The other girls let out tension giggles, and Luke laughed. “Perfect. Use your eyes, use your ears, and—now that she's suggested it—use your noses.”

When they were twenty minutes away from camp, the trail forked, so Luke stopped short to look for evidence of which way Sam had gone. He leaned down to check for tracks, but didn't immediately indicate one route or the other. Gabi and the girls took sips of their water, waiting for direction. Finally, he pointed to the right, so they started walking that way. Two minutes later, he put a hand out to stop them.

He shook his head, looking down at the hard-packed path. “Little imp. I thought so.”

“What?” Gabi followed his gaze, but couldn't see anything helpful.

“Look right here.” He bent his knees and pointed at a faint imprint in the dirt. “There's her track.” Then he pointed at the edge of the trail. “And there's one of the dogs.”

“Okay?”

“Well, Sam's feet are aiming this way.” He pointed down the trail. “And the dog's feet are heading back toward camp.”

“What does that mean?”

He shook his head. “It means that she came this way to trick us, then backed up on her own tracks and headed down the other fork. But apparently she wasn't thinking about the dog tracks giving her away.” He made a spinning motion with his index finger. “Turn around. Back to the fork, and we'll take the other trail this time.”
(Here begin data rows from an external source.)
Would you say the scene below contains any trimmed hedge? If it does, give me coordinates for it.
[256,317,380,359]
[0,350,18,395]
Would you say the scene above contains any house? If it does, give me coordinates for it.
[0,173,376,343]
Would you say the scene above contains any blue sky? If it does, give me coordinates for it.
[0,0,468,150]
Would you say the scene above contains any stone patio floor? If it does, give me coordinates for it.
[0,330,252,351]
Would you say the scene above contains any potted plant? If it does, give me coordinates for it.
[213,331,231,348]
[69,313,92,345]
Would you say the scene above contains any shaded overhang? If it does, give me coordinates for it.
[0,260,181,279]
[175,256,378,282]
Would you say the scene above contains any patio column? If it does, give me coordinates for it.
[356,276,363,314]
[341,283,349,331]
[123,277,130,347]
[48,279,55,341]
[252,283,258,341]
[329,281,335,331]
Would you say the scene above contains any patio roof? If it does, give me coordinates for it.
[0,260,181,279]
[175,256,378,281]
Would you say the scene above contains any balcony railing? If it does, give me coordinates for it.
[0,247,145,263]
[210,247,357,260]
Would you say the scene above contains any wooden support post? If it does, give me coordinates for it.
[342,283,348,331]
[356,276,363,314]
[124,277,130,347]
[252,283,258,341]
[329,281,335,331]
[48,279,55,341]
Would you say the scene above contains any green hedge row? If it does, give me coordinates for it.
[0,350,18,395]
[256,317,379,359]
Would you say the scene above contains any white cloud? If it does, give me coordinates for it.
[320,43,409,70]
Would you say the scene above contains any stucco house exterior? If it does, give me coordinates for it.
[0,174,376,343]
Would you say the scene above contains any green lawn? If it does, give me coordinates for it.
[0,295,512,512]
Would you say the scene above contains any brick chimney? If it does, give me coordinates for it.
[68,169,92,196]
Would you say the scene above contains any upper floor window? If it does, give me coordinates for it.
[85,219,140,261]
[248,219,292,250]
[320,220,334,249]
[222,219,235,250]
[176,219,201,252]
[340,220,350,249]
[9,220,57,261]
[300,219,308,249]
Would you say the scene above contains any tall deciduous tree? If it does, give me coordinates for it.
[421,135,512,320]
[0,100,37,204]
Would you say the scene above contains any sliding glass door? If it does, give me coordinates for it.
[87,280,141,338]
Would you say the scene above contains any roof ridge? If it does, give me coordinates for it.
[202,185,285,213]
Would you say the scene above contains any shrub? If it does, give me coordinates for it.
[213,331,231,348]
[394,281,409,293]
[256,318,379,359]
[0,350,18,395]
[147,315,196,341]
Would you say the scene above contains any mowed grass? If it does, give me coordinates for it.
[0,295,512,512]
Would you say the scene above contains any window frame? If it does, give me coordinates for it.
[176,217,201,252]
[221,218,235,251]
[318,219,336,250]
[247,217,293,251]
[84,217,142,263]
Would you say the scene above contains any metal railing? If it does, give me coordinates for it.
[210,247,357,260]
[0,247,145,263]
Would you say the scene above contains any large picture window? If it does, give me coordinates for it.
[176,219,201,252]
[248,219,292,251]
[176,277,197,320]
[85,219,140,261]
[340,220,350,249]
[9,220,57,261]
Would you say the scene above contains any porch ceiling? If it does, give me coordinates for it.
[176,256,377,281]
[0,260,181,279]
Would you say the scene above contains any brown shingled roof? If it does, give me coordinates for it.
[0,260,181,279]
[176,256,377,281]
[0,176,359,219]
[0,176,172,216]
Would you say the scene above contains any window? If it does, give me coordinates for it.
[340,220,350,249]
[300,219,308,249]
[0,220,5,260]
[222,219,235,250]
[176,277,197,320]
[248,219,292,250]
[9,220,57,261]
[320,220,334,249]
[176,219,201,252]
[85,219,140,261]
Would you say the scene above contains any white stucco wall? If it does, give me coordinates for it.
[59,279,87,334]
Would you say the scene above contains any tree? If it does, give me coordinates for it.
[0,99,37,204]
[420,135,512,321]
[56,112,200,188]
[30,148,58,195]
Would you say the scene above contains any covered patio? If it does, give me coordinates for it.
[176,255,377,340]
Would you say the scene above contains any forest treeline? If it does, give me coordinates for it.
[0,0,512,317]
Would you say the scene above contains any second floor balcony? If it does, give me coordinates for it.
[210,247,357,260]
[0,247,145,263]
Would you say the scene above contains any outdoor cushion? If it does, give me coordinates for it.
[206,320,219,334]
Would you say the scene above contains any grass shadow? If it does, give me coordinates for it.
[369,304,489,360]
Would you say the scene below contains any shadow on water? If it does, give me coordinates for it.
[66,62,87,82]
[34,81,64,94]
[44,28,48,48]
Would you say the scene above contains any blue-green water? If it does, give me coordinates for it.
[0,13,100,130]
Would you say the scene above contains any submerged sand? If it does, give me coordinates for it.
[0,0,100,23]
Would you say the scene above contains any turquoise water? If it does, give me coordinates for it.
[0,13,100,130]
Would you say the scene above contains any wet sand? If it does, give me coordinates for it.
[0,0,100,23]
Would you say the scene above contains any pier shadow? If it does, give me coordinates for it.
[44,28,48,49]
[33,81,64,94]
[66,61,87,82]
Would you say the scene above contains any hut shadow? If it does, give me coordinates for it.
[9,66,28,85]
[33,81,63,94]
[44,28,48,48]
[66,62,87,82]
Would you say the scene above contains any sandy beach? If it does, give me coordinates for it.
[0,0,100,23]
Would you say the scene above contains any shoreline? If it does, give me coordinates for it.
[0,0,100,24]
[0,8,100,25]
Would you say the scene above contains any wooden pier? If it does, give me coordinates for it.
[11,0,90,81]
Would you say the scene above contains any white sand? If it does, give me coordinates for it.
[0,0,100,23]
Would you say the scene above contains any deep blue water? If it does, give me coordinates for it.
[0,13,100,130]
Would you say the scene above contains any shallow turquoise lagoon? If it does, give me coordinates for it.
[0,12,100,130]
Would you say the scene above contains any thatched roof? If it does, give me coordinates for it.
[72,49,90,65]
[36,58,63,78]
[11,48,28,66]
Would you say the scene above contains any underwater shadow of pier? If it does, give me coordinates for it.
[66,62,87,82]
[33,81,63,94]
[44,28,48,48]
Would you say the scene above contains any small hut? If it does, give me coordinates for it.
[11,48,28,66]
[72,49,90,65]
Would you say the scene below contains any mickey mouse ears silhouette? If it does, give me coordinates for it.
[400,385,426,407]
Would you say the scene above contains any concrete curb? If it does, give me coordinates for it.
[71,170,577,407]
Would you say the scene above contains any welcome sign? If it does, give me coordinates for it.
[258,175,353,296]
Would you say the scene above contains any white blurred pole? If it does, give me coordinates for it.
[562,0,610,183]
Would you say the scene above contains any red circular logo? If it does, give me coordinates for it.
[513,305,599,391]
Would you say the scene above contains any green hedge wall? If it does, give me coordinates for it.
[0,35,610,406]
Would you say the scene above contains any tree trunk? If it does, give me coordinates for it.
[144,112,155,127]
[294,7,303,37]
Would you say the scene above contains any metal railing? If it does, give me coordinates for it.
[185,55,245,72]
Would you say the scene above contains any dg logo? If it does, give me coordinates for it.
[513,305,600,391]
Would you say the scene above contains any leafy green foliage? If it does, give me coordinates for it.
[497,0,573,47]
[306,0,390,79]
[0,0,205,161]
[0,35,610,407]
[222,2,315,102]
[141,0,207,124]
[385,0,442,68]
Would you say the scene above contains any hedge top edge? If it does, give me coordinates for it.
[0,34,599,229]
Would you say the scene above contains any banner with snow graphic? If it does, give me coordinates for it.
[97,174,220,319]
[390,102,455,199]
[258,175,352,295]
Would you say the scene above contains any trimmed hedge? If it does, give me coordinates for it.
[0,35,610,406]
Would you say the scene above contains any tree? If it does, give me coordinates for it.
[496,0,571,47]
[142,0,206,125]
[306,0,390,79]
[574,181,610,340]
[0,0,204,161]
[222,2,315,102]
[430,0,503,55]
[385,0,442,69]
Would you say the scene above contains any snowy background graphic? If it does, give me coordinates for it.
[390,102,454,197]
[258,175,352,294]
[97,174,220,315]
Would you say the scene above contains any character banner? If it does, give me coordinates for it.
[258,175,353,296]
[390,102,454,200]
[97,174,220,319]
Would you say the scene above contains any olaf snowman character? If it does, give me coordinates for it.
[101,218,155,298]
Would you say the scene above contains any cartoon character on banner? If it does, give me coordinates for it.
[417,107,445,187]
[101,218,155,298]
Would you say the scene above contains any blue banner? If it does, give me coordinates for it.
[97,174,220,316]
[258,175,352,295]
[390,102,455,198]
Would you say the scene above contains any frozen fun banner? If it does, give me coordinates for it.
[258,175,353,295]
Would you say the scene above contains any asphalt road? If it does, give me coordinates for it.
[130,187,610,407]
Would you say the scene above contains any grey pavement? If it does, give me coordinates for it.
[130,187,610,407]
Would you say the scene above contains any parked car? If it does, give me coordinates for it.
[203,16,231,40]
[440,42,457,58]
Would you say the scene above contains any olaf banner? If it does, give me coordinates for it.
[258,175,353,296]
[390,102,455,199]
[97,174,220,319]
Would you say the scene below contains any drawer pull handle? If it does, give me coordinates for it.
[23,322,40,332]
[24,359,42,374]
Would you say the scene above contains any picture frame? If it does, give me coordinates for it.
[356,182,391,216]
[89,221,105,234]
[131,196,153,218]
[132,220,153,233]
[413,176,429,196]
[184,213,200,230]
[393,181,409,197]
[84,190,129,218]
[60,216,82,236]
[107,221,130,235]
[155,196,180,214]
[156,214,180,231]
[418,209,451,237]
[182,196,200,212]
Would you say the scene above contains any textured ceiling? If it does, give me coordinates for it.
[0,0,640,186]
They all turned around and walk-jogged back to the spot where the trail split. This time they headed down the left fork, but it was five minutes before Eve spotted any evidence of Sam traveling that way.

Gabi shivered. “I can't believe she was out here in the dark. She must have been terrified.”

Her chest hurt as she thought about Sam trucking along this trail in the pitch-black night, with only the pups for company. What had she been thinking? What was she planning on
doing,
for God's sake? Gabi prayed that she was safe, and as the sun rose higher in the sky, baking the dew from the leaves and grass, she felt physically ill that this had happened on her watch.

On her watch.
Right.
All
she'd
been paying attention to last night was Luke.

His radio clicked, and he pulled it from his chest as Oliver checked in.

“Any luck out there?”

“Negative,” Luke replied. “but we're on her trail. Tracks are a couple of hours old, so she's got a good jump on us.”

“Okay. Team's gathering here in the parking lot. You think we should send somebody in from Webster Road? See if we can intercept?”

Gabi watched as Luke checked a map and nodded, giving Oliver GPS coordinates and a bunch of other numbers and directions Gabi didn't understand. Then he clicked off and started walking again. The girls were still oddly silent behind them.

“You've done this before, haven't you?” Gabi asked.